The British government, Sinn Féin and the DUP are all failing the victims of the North's decades of violence, it was claimed today.
Denis Bradley, who drew up ambitious plans to deal with the legacy of the Troubles, hit out after fears the British government is set to unveil watered-down proposals.
He declared there would be no Truth Commission and said the IRA is "leading victims up the garden path", while the DUP is "using their divided society" to delay any probe of how and why the Troubles took place.
Secretary of State Owen Paterson will make proposals next year on dealing with the fallout of the conflict, but a conference of victims' groups in Belfast heard fears that a weak response will consign society to further years of hate and suspicion.
But Mr Bradley said: "It's not just the British government. I don't accept the Sinn Féin position on this at all, at all, at all.
"Let me be very clear about that. I think there is roguery going on here. I think there is no desire within the IRA for a Truth Commission and I think they are leading victims up the garden path.
"So I am as angry and annoyed with the IRA as I am with the British government ... I don't think they will come forward if Gerry Adams, not alone appealed to them, but screamed at them."
He added: "If I would be critical of Sinn Féin on this, I would be equally critical of the DUP, who really don't want to know this issue - they really don't. It's: 'Just let it go out there, let it float, time and tide will deal with this one'.
"I have seen nothing of any difference from that on the DUP side ... I think they are using their very divided society - more divided than the republican/nationalist society - to actually keep this at a great distance."
He was questioned by a member of the audience at the Ulster Hall event about the £20m (€23.9m) compensation scheme announced by Government for former part-time security force members, despite the refusal to follow his recommendation to give bereaved families £12,000 (€14,332) each.

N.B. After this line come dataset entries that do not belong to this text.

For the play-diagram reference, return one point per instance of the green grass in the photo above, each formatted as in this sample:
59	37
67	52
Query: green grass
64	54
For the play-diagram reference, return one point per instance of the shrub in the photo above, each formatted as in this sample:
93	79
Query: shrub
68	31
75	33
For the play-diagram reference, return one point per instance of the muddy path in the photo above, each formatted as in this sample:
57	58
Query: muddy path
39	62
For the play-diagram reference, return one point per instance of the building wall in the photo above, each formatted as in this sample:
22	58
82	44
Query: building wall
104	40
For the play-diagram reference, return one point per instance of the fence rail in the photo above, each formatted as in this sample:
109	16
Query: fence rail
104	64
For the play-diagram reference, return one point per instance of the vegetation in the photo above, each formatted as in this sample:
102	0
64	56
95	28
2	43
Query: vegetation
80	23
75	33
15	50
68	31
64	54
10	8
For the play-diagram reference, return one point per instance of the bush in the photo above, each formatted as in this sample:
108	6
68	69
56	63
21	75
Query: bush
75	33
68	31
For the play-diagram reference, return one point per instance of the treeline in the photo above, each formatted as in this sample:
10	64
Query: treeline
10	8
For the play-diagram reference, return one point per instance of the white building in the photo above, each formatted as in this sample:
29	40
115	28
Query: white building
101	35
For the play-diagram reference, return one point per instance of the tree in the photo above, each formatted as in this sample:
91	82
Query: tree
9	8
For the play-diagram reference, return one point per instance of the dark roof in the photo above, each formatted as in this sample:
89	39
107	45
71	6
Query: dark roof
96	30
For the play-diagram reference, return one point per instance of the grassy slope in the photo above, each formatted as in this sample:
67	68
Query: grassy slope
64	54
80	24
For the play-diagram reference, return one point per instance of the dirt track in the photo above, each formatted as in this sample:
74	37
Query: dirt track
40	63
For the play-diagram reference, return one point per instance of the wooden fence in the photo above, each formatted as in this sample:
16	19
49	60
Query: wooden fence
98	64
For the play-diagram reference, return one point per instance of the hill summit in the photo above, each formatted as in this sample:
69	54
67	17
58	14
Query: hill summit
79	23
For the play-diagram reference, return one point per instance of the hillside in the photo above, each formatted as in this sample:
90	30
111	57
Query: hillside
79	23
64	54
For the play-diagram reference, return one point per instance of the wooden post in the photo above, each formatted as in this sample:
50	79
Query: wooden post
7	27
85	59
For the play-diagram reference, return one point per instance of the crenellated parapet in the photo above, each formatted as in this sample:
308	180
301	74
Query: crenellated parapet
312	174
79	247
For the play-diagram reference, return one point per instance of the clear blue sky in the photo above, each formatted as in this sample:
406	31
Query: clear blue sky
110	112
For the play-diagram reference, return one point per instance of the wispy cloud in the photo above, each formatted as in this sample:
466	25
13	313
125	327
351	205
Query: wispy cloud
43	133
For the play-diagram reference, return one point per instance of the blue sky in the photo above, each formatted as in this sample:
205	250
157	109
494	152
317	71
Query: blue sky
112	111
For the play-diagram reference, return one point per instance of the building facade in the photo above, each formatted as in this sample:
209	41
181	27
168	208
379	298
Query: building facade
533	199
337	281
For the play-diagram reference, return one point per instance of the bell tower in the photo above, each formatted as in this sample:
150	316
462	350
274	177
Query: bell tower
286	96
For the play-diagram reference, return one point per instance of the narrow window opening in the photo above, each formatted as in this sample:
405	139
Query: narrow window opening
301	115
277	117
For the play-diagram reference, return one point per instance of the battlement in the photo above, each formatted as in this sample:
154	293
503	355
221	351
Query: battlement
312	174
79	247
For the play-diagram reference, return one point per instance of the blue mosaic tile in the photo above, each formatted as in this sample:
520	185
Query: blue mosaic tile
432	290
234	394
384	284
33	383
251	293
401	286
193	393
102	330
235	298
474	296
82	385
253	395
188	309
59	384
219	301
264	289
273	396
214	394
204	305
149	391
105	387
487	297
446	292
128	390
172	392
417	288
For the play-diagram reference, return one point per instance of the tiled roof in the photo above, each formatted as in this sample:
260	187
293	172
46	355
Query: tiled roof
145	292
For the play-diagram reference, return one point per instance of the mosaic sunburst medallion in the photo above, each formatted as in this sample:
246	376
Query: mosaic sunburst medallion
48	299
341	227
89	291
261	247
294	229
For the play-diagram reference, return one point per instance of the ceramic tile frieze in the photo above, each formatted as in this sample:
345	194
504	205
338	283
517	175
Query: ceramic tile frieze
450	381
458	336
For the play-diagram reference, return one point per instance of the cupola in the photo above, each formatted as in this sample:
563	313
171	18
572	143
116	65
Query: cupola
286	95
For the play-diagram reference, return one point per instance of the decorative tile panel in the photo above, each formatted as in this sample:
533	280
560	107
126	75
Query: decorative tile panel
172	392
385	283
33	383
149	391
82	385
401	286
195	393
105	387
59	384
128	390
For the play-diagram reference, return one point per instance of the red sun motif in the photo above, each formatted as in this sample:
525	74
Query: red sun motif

Mr Bradley said: "The dirty little deals - I call them dirty - that are done around the side ... were done as political deals to get certain people into certain positions."
He claimed those involved in violence, including many IRA members and security force members, had no desire to reveal their past.
But other contributors claimed the outcome of the Bloody Sunday Tribunal, and the relative success of a special commission formed to gather evidence on finding the bodies of people murdered and secretly buried, had shown that co-operation could be secured from those involved in the conflict.
The conference heard praise for the Eames-Bradley report, which is regarded as the most high-profile bid to devise a plan for settling the legacy of the Troubles, but which observers fear the British government has effectively binned.
His report envisaged a broad effort to deal with the needs of victims, to strive to deliver accounts of what happened to those killed, and compile a study of how and why the conflict took place. But it suffered negative publicity over a call to hand the next of kin of each victim £12,000 (€14,332).
Mr Bradley said that while the plan he helped devise would have been implemented in five years and cost £300m (€358.3m), with £100m (€119.44m) going towards health issues, British government failure to deal with the past will prolong social problems and cost much more in the long run.
He said of the UK government: "They may be seeking a soft landing, but there are no soft landings, it just doesn't happen."
He added: "It is a bigger issue than just victims, because every aspect of our society is affected by the past. That has economic, as well as educational, as well as cultural, as well as political implications."
The event - The Past is Still Present - included a wide range of victims' groups, plus head of the Northern Ireland Human Rights Commission Monica McWilliams and former police ombudsman Dame Nuala O'Loan. The event was co-ordinated by the Committee on the Administration of Justice.
Mr Bradley challenged the victims' groups to form a more unified approach to dealing with the past.
Alan McBride, whose wife and father-in-law were among nine killed in an IRA bomb attack on the Shankill Road in 1993, told the conference: "We cannot build the shared future that we all want, unless the past is adequately dealt with.
"But I don't believe our politicians will deliver unless they are under pressure."
Mr Bradley told the event there would not be a "South African-style" Truth Commission for the North.
However, he urged victims' groups to use his proposals as a template for developing an agreed model for the North.
He conceded he had failed to force the British government to act on his report, but defended its contents as the best way of tackling the impact of the Troubles.
He added: "You cannot ignore that part of our history."